Quelque chose perdure depuis vingt-cinq ans, qui était vrai pour mes deux premiers albums mais ne l’est plus du tout : le fait que je fasse quelque chose de sombre. Je ne crois pas, voire de moins en moins. Mais l’image reste.

Tu reprends William Blake : les poètes anglais n’ont-ils pas la réputation d’être noirs ?

Je ne trouve pas The tyger[2] sombre. Blake y décrit une fascination pour la puissance créatrice divine. Je ne suis pas croyant, je ne suis pas non plus anticlérical, mais j’aime que Blake, qui lui est croyant, parle de la création sans jamais faire référence à Dieu.

Le prochain album, le dix-huitième, est-il déjà en marche ?

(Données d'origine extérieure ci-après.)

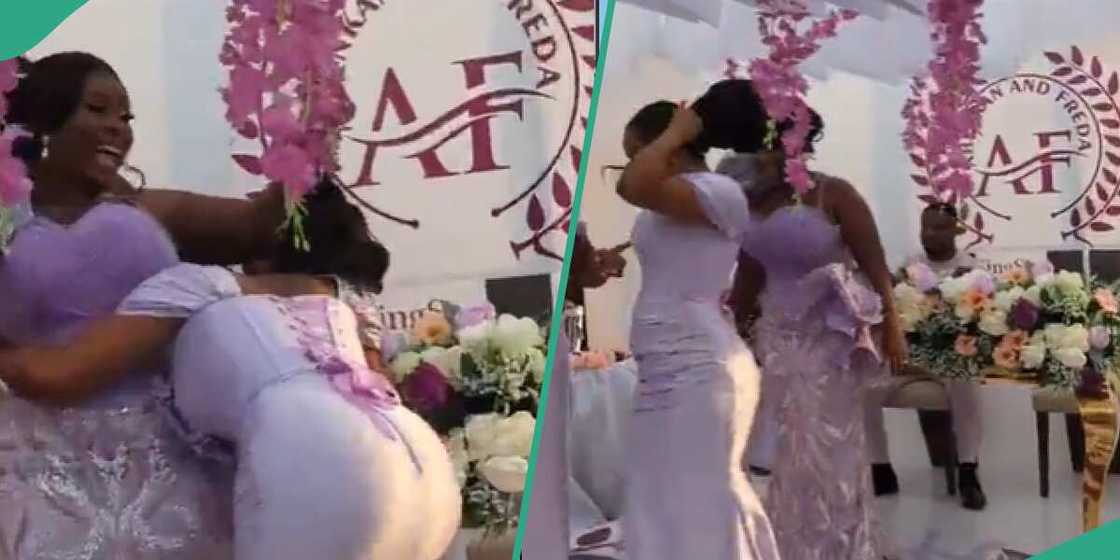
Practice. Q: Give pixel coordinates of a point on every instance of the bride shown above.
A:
(329, 465)
(698, 383)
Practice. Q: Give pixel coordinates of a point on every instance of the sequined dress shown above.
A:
(111, 478)
(687, 495)
(814, 343)
(329, 464)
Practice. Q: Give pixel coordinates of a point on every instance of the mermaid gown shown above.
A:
(329, 464)
(687, 495)
(813, 341)
(110, 478)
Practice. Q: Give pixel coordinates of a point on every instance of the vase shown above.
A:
(474, 544)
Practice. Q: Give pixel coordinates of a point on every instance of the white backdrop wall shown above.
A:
(653, 57)
(519, 74)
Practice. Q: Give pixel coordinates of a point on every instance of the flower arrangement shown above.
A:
(476, 379)
(15, 185)
(287, 90)
(943, 113)
(1052, 325)
(780, 84)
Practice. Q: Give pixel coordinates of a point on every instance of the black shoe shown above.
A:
(972, 496)
(884, 479)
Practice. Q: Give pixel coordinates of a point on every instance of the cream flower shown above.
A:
(537, 364)
(994, 323)
(1069, 282)
(1032, 355)
(506, 474)
(1007, 298)
(432, 328)
(482, 432)
(1071, 357)
(460, 459)
(403, 364)
(514, 435)
(515, 337)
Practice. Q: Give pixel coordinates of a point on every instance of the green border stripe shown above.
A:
(558, 307)
(24, 24)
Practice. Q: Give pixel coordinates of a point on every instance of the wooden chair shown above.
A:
(930, 398)
(1056, 401)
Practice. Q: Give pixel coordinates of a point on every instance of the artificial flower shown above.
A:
(426, 390)
(1017, 276)
(1033, 354)
(514, 336)
(966, 345)
(1006, 299)
(403, 364)
(1099, 337)
(994, 323)
(1107, 300)
(1071, 357)
(1006, 357)
(922, 276)
(432, 328)
(506, 474)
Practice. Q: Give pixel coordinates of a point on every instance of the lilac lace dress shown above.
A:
(329, 465)
(109, 479)
(687, 495)
(814, 344)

Rose-amère est paru depuis peu, mais il a été enregistré il y a un an et demi. Comme nous fonctionnons en totale indépendance, il faut le temps de s’organiser, trouver les financements, etc. Mais pour ce qui est de la composition, un an est bien suffisant pour concevoir un album : composer dix chansons n’est pas le bout du monde ! Je vois donc plus ou moins à quoi ressemblera le prochain.


[1]     Dite aussi « pervenche de Madagascar ».

[2]     Poème publié en 1794 dans le recueil Songs of experience, mis en musique pour l’album.